In keeping with today’s juxtaposition of old and new, this is another dual prize day. First, for those in a traditional mood, we have two editions of the Baker Street Journal, one from the first year of publication, 1946, and the other from 1982 (the latter has been signed by “Al,” but I am not exactly sure if this is an autograph, or simply a gift inscription).
For those of you in a BBC state of mind, there is a copy of Guy Adams’ The Sherlock Files.

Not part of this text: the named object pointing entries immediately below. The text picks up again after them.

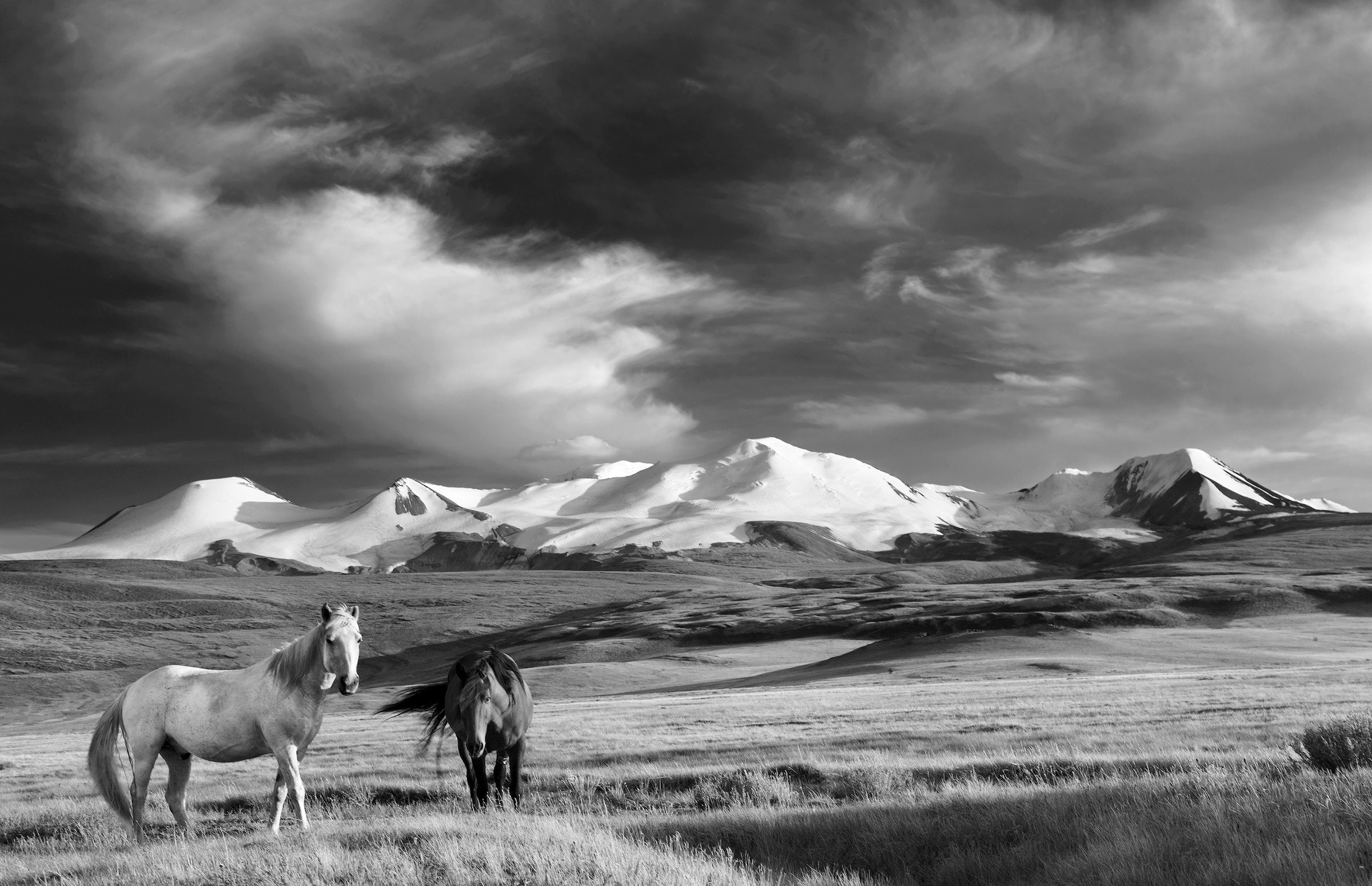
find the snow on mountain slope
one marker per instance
(1184, 488)
(386, 529)
(703, 500)
(1325, 504)
(678, 504)
(604, 471)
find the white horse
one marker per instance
(275, 706)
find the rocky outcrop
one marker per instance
(465, 553)
(1044, 547)
(224, 554)
(804, 538)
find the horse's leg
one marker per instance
(516, 772)
(145, 758)
(498, 778)
(279, 793)
(290, 765)
(471, 772)
(179, 777)
(484, 790)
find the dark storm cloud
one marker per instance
(932, 235)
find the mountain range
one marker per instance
(718, 499)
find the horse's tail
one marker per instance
(430, 701)
(101, 758)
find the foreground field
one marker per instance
(1174, 778)
(787, 722)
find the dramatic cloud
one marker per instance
(584, 448)
(858, 415)
(969, 242)
(394, 323)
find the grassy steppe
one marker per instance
(948, 723)
(1143, 779)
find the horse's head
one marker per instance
(482, 705)
(342, 643)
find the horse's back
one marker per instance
(213, 715)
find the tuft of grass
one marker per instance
(1343, 744)
(744, 788)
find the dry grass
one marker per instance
(1163, 779)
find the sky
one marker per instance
(326, 244)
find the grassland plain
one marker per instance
(758, 729)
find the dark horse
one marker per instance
(489, 706)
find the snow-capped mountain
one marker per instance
(1325, 504)
(678, 504)
(1186, 488)
(389, 526)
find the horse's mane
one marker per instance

This is the US version of the Sherlock: The Casebook, which came out in the UK in the fall of 2012. As far as I can tell, they are identical, except for the cover and the mention of PBS.
As always, send your answer via blog comment, FaceBook PM or Twitter DM, and please include the prize you’re trying for!
Day 8 Winner!
Congratulations to Jacquelyn Applegate!!! She knew that Watson, fooled by Miles McLaren’s rude behavior, believed him to be the student guilty of cheating on the Fortescue Examination. The culprit, however, was the quietest of the three, Gilchrist.
*Please bear in mind that I am bad at math.